So does the guy gamble? Does he work? Does he help with kids? Sit at the computer and look at porn 24/7? If the answers are yes,no,no and yes, the "abusive" wife wants out more than he does. If he is putting up with it he has a guilty conscience. How can you be sure he is not slapping her around at home and she just gets her digs in at him in public? MYOB unless you live in their house because you have no clue.

Re: spousal abuse
Posted by: ithinkiknowthem (IP Logged)
Date: February 09, 2009 09:51PM

jimmy hittz Wrote:
-------------------------------------------------------
> My friends wife is a total abuser, she will
> belittle him in front of other people, yell at him
> in public, deny him in the bedroom, and stand back
> and dare him to hit her.
>
> Who should be charged with abuse if someday he
> flips and smacks her? He will not file for
> divorce because of the kids and she has said time
> and time again that if he thinks he's leaving, he
> has another thing coming. What would you do?
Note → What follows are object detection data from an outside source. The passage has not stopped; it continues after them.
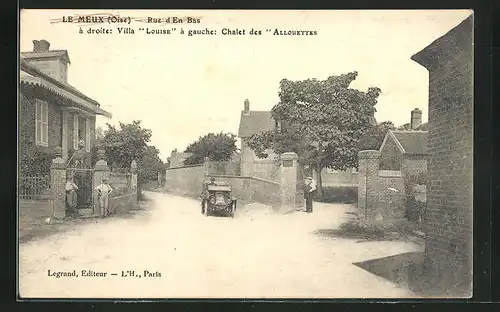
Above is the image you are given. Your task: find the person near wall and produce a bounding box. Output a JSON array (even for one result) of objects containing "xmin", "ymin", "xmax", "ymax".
[
  {"xmin": 201, "ymin": 177, "xmax": 215, "ymax": 214},
  {"xmin": 95, "ymin": 179, "xmax": 113, "ymax": 218},
  {"xmin": 304, "ymin": 177, "xmax": 316, "ymax": 213},
  {"xmin": 66, "ymin": 177, "xmax": 78, "ymax": 217}
]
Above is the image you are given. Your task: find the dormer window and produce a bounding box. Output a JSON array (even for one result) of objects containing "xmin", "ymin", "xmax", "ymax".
[{"xmin": 35, "ymin": 99, "xmax": 49, "ymax": 146}]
Is he an ex-firefighter (she made him leave because a female worked there that she didnt like yet she had an affair with someone at her work) and is she a nurse? Did she push him down the stairs before?

Re: spousal abuse
Posted by: co worker (IP Logged)
Date: February 09, 2009 10:34PM

Some people are just escalators. I had a co-worker that every boyfriend she had she called the police on. I'm sure at least three of them had never before been in this situation and probably never will again. Somehow this girl was such an escalator, it was amazing. I witnessed it at work once. She started yelling at someone and coming close in to them and yelling and getting in their way and suddenly started accusing them of pushing her and she flew out of the office and filed a claim. I don't think she planned this stuff, it was just the way she carried on when she had disagreements or felt angry.

Re: spousal abuse
Posted by: not fair (IP Logged)
Date: February 11, 2009 11:58AM

I have a co-worker that is so manipulated by his wife that he can't go 1 hour without calling her and he always ends the call by appologizing for something.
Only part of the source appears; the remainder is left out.